Share time in Mr. Fabiano’s class was always the same. Kids took
turns reading their writing, moving clockwise from Mr. Fab, who always sat by the corner of the bookcase. Today that spot was held by Tim.
“Tim?” Karen asked.
“No way,” Tim said. “I’m not reading today—I’m on strike.”
“Robert?”
“What the heck,” Robert said. “I’ll go.”
He cleared his throat, pounded on his chest, and read:
I have been thinking about how we don’t have any teacher today I remember this science fiction movie I saw one time when John slept over and there were these aliens who were using humans in this town for an experiment. The aliens had planted these tiny computers in the humans’ brains, only the humans had no idea they were being controlled from outer space.

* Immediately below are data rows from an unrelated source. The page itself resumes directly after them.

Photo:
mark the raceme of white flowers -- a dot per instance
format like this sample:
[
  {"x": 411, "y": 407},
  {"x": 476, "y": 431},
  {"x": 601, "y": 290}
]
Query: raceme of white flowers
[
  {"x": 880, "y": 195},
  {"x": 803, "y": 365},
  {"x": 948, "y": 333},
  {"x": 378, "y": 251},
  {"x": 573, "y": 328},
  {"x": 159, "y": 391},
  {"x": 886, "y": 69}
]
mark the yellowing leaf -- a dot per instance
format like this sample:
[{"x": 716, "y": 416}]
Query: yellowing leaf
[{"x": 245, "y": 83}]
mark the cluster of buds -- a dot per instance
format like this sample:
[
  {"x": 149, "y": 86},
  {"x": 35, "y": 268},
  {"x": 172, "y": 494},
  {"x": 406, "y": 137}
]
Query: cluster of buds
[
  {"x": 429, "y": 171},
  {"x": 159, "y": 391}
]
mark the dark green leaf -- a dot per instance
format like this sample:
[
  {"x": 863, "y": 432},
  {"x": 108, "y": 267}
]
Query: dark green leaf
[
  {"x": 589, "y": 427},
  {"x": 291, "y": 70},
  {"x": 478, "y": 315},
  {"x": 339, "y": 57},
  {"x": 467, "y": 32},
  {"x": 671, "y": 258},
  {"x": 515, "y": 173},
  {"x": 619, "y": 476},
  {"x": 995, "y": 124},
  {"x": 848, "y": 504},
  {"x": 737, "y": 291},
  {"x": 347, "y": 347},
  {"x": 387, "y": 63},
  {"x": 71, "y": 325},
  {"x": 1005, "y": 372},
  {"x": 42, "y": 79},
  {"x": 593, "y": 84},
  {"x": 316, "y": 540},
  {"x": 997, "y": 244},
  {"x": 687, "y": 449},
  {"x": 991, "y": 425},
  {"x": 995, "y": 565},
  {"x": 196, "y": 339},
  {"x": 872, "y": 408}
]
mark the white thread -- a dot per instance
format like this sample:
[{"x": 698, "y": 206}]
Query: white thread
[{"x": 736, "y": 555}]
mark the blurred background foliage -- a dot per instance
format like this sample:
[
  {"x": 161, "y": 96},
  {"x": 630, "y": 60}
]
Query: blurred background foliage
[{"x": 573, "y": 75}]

That’s like today. Everybody’s acting like we’re getting away with something by being totally free. Well, I disagree. I would not be surprised if today is like an experiment for how kids would act without any teacher. Mr. Fab left us a note but I don’t totally trust him. I don’t totally trust any grownups.
Robert stopped.
“Is that finished?” Missy asked.
“That’s all I got,” he said, putting down his paper.
“Why would Mr. Fab do an experiment on us?” Tim wanted to know. “Do you have, like, a theory?”
“Maybe it’s not Mr. Fab,” Robert said, shrugging. “Maybe it’s Mr. Peacock. Maybe he’s trying to show kids can’t control themselves. You know, so they can make more rules in the school.”